Variations to Try Once You're Comfortable
Basic sauerkraut is just cabbage and salt, but a few additions are traditional and work well:
- Caraway seeds: Add 1 teaspoon per pound of cabbage in step 4. Classic in German-style kraut.
- Juniper berries: A few berries add a subtle piney note. Good with pork dishes.
- Red cabbage: Works exactly the same way as green, and turns a vivid purple-pink color.
- Carrot ribbons: Shred 1-2 carrots per head of cabbage and add them to the bowl. They soften and pick up the tang nicely.
Once sauerkraut feels easy, how to make kimchi at home for beginners is the natural next step. It follows the same lacto-fermentation principles with a more complex spice paste.
Frequently Asked Questions
Can I use table salt?
Avoid iodized table salt. The iodine can inhibit the lactobacillus bacteria you're trying to cultivate. Kosher salt and non-iodized sea salt are both reliable choices. If you only have iodized table salt, some batches succeed, but your margin for error shrinks.
My cabbage didn't release much brine. What do I do?
This happens with older or drier cabbage. Give the massaging step more time, 15-20 minutes total. If you still don't have enough brine to cover the cabbage, make a small amount of extra brine (1 teaspoon non-iodized salt dissolved in 1 cup of water) and add just enough to submerge everything. Don't drown the cabbage; just cover it.
There's no bubbling. Did I do something wrong?

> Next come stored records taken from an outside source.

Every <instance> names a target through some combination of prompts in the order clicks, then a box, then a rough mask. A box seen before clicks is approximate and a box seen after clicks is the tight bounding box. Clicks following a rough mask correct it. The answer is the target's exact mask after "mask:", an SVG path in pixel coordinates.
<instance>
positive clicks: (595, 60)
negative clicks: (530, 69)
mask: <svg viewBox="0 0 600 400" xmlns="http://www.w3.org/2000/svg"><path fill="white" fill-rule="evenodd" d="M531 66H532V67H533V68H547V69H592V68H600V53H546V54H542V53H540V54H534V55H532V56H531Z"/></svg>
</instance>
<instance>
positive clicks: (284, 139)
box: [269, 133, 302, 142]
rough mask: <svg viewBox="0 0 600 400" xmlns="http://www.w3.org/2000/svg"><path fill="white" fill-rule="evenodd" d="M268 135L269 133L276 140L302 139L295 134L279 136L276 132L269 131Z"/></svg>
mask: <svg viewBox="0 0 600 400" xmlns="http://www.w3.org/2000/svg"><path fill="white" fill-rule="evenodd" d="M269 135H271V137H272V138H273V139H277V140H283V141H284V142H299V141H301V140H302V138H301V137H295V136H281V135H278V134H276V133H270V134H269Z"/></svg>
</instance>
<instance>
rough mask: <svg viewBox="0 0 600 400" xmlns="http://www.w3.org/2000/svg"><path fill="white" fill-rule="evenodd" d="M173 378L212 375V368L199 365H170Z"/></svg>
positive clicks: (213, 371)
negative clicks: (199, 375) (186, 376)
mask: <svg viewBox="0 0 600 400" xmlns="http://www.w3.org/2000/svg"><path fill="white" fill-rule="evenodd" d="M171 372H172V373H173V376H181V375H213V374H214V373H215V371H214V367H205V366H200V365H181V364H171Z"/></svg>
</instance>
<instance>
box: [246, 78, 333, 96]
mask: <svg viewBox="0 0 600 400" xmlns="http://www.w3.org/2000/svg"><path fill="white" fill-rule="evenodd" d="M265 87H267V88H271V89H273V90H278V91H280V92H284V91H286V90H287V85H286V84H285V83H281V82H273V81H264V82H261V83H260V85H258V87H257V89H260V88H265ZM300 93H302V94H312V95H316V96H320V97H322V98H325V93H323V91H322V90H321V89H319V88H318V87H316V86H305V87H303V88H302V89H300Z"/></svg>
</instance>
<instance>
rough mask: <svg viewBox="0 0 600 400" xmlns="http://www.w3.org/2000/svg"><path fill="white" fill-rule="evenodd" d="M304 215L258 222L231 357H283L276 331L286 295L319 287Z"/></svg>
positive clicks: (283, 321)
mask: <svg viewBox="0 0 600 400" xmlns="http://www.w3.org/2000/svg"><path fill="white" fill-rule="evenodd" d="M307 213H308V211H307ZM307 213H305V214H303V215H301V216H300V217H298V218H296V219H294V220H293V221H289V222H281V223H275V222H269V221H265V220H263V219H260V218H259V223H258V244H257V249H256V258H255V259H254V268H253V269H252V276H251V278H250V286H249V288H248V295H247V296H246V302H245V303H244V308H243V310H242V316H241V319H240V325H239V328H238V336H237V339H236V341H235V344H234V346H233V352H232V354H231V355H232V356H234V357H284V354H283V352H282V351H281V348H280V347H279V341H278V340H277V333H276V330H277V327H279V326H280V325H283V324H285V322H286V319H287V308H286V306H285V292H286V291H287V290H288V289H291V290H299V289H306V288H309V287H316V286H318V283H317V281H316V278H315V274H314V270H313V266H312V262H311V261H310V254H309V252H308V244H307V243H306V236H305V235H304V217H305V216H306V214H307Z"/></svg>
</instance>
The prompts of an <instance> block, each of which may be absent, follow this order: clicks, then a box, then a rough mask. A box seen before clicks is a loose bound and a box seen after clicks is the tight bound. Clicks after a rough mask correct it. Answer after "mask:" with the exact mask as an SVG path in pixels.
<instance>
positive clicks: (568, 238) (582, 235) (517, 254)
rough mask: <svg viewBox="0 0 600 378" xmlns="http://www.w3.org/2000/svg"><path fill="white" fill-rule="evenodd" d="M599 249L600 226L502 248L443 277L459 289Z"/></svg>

Not necessarily. Bubbling activity depends on temperature and how active the lactobacillus colonies are. Cooler kitchens ferment more quietly. Check that the salt ratio was correct (2% by weight) and that the cabbage is submerged. If the kraut is developing a sour smell by day 4-5, fermentation is happening even if it looks calm.
How long does finished sauerkraut last in the fridge?
Several months, easily. The acid environment that developed during fermentation continues to preserve the kraut in cold storage. Many people eat batches that are 4-6 months old without any issue. Use a clean utensil every time you reach into the jar.
Can I ferment in a plastic container instead of glass?
Glass is strongly preferred because it's non-reactive and easy to sanitize. Plastic can harbor scratches where bacteria accumulate, and some plastics absorb odors. Food-grade plastic is technically acceptable in a pinch, but a mason jar is inexpensive and the better long-term choice.